2010-12-02

I'm using the German stemming analyzer to index a database using
acts_as_ferret. I have some troube with wildcard queries which I'm
extensivly using (and needing) for autocompleter fields.

The problem is the following:

In this example, the indexed model contains street names. Some of these
names are:

* Alte Bürger
* Alter Fährweg
* Am Alten Vorhafen
* ...

So lots of names which Street#find_with_ferret could match. Let's try:

# Street.find_with_ferret "al*"
-> ["Alte Bürger", "Alter Fährweg", "Am Alten Vorhafen", ...]

Fine so far. Next:

# Street.find_with_ferret "alt*"
-> ["Alte Bürger", "Alter Fährweg", "Am Alten Vorhafen", ...]

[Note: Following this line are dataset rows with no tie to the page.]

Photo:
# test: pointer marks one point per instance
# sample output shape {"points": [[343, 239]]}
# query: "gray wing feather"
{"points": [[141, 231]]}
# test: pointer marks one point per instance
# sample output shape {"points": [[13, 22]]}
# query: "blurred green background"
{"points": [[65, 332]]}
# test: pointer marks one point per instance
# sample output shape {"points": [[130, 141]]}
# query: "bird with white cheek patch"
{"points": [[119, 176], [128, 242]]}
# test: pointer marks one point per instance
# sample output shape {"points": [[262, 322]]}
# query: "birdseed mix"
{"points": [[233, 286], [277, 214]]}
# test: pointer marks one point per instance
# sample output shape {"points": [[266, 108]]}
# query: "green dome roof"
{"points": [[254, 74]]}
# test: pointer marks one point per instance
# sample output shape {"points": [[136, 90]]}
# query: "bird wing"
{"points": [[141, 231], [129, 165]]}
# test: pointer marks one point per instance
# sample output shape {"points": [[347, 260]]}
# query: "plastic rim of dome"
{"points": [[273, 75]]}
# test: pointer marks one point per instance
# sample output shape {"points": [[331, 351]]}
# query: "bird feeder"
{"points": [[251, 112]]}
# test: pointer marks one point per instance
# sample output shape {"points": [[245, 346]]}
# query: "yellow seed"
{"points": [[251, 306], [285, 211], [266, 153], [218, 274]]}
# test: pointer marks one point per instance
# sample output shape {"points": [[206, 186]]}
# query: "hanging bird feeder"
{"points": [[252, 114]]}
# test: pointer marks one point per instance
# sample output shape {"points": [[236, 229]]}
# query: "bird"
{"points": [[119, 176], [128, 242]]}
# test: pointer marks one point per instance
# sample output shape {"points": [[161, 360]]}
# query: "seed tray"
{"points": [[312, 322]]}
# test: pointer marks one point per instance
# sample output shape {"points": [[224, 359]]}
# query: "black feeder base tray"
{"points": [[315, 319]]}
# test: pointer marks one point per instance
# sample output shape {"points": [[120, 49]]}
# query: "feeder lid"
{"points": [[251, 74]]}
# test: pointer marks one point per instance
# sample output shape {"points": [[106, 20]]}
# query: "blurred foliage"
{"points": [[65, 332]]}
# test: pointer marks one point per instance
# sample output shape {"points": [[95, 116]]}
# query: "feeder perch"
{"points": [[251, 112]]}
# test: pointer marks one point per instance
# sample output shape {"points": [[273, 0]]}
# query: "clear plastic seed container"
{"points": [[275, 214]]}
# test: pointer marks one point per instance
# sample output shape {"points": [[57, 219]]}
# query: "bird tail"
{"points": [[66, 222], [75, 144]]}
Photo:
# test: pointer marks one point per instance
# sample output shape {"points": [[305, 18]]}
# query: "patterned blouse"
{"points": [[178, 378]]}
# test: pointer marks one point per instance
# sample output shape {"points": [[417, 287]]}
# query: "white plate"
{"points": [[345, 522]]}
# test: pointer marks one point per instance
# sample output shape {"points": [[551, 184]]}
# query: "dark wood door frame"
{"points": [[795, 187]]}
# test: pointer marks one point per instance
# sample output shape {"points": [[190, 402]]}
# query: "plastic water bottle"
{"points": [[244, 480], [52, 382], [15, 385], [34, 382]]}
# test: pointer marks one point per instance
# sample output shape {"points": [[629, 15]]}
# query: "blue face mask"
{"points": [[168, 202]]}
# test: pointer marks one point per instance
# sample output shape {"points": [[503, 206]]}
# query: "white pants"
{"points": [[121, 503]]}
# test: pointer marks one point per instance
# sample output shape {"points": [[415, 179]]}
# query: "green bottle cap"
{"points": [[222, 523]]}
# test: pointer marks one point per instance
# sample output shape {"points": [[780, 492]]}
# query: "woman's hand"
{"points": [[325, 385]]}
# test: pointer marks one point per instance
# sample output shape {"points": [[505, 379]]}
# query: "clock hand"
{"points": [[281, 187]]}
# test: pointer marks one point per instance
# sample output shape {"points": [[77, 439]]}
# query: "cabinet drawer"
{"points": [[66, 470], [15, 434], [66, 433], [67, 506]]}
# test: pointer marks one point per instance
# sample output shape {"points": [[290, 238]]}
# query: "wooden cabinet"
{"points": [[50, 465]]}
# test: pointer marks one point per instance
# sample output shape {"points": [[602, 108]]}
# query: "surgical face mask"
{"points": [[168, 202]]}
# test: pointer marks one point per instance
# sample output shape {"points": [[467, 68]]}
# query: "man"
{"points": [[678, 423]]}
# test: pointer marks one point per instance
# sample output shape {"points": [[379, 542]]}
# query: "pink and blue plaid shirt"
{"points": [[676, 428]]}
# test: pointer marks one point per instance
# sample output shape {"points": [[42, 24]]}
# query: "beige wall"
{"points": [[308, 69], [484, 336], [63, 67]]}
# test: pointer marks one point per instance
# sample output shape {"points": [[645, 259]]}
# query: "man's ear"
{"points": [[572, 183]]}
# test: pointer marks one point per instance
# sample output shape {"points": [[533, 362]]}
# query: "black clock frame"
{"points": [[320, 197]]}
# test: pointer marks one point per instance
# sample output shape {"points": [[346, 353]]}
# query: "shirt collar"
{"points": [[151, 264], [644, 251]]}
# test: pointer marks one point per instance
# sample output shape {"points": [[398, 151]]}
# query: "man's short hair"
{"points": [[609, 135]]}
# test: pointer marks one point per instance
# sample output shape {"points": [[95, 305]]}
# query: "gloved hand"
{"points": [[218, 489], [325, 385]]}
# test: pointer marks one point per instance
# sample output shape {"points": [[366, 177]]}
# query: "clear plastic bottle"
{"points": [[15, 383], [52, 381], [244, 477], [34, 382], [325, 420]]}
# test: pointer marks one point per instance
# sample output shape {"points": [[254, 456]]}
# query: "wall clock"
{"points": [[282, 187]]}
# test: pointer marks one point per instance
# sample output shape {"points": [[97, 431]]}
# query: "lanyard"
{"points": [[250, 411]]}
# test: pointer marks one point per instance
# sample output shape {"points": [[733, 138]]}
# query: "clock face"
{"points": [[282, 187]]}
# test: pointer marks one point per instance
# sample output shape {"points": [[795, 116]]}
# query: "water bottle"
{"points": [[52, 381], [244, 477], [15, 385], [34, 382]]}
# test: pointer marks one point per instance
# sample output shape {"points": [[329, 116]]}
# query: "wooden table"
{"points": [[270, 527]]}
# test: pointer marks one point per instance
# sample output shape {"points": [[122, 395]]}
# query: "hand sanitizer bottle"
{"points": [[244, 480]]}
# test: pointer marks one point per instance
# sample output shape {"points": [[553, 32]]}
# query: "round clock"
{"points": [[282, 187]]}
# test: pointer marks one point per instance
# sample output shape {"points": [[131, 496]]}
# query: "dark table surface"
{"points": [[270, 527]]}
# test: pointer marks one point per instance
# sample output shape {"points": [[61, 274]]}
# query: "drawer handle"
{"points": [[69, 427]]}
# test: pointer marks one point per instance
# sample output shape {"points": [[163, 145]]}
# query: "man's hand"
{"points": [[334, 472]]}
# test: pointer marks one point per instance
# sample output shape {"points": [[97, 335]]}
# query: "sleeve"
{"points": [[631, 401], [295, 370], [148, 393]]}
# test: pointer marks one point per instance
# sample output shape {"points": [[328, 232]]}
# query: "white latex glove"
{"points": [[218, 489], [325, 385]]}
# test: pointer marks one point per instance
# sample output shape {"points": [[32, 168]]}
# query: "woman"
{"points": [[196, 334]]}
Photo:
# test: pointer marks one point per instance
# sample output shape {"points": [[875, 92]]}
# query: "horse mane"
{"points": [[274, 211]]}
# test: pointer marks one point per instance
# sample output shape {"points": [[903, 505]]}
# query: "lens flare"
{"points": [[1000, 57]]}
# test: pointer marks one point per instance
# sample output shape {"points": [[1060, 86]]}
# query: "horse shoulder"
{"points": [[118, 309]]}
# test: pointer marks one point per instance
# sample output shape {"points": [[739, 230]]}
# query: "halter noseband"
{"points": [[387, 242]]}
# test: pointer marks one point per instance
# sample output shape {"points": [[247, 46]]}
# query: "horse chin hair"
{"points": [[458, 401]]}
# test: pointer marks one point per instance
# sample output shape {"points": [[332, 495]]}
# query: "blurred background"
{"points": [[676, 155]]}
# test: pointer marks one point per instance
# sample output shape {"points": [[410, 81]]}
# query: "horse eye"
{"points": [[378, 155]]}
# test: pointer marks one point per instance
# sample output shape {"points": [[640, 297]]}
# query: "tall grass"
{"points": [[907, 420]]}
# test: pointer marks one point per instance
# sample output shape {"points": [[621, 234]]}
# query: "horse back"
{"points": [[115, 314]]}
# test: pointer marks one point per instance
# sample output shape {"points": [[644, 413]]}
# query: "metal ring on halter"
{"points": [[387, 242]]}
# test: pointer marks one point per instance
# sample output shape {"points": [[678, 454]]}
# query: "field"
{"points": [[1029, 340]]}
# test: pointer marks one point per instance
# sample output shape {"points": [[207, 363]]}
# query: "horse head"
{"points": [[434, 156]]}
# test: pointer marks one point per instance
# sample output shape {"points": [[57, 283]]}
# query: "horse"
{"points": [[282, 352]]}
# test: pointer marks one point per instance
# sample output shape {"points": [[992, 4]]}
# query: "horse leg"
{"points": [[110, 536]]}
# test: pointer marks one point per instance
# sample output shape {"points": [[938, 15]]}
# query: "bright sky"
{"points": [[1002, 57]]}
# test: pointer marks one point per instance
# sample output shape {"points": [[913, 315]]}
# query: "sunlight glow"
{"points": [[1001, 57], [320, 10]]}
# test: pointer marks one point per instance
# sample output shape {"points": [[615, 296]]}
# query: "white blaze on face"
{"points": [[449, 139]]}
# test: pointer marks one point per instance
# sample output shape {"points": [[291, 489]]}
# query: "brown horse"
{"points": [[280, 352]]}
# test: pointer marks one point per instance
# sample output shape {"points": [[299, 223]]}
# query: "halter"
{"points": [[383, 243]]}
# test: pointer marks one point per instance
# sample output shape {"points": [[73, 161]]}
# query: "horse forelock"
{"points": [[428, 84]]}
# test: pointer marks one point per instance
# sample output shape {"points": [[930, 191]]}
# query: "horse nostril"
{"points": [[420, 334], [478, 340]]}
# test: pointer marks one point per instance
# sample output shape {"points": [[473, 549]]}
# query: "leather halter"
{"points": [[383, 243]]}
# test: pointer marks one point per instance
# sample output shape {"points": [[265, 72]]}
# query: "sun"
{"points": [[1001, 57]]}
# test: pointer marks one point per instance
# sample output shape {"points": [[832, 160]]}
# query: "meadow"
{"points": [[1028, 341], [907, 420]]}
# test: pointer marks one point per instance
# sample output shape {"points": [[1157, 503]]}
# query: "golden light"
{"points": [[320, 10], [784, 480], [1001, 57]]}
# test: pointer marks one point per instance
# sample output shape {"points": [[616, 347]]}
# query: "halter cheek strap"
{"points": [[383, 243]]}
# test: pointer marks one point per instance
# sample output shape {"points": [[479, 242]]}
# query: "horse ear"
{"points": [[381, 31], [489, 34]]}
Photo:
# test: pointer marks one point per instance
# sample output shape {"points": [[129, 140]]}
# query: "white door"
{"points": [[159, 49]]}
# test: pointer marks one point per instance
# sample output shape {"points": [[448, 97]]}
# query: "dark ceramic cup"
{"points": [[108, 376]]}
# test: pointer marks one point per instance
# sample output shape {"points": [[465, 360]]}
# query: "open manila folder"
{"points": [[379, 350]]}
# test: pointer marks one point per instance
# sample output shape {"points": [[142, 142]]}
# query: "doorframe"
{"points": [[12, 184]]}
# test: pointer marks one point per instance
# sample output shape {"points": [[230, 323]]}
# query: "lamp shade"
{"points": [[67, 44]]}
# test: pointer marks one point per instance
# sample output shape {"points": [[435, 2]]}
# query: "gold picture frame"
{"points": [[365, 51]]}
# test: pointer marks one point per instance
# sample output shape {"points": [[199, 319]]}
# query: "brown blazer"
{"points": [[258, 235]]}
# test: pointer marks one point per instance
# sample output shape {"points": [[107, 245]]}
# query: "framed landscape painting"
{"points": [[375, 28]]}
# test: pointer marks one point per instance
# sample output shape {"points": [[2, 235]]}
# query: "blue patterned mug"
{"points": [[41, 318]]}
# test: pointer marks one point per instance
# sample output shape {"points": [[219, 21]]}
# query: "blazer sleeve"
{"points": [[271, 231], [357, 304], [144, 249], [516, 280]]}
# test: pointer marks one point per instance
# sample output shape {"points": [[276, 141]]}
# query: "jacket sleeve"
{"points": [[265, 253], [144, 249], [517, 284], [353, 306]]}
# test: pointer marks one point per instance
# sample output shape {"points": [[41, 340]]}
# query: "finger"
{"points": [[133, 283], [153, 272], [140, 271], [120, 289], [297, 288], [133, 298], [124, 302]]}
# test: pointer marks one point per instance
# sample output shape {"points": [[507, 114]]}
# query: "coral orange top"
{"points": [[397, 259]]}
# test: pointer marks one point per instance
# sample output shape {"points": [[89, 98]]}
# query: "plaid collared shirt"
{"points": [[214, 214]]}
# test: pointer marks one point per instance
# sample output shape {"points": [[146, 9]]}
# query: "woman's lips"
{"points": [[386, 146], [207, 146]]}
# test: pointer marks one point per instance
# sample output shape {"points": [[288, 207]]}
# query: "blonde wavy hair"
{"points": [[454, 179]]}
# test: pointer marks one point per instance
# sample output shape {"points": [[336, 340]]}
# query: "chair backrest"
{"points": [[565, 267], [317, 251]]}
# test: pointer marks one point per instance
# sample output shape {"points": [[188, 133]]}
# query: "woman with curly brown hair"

No let's add another letter:

# Street.find_with_ferret "alt*"
-> []

Whoops, nothing there. It should match all the same list entries. It
looks like this happens to all words added to the index using a stemming
analyzer. Using without wildcards works:

# Street.find_with_ferret "alte"
-> ["Alte Bürger", "Alter Fährweg", "Am Alten Vorhafen", ...]

Something similar happens with other search terms:

--> Database contains "Rasenweg" ("weg" is stripped away by an analyzer
and also a stopword)

# Street.find_with_ferret "rasen*"
-> []           # <-- unexpected

# Street.find_with_ferret "rasen"
-> ["Rasenweg"] # <-- expected

# Street.find_with_ferret "ras*"
-> ["Rasenweg"] # <-- expected

How can I fix this or how is this usually handled? I need to do queries
like this:

# Street.find_with_ferret "(alte~ bü~)||(alte*bü*)"

and it should return "Alte Bürger" in the results. This works when I
reformulate the query to:

# Street.find_with_ferret "alte~||bü~||alte*bü*"

but this delivers way too inaccurate results.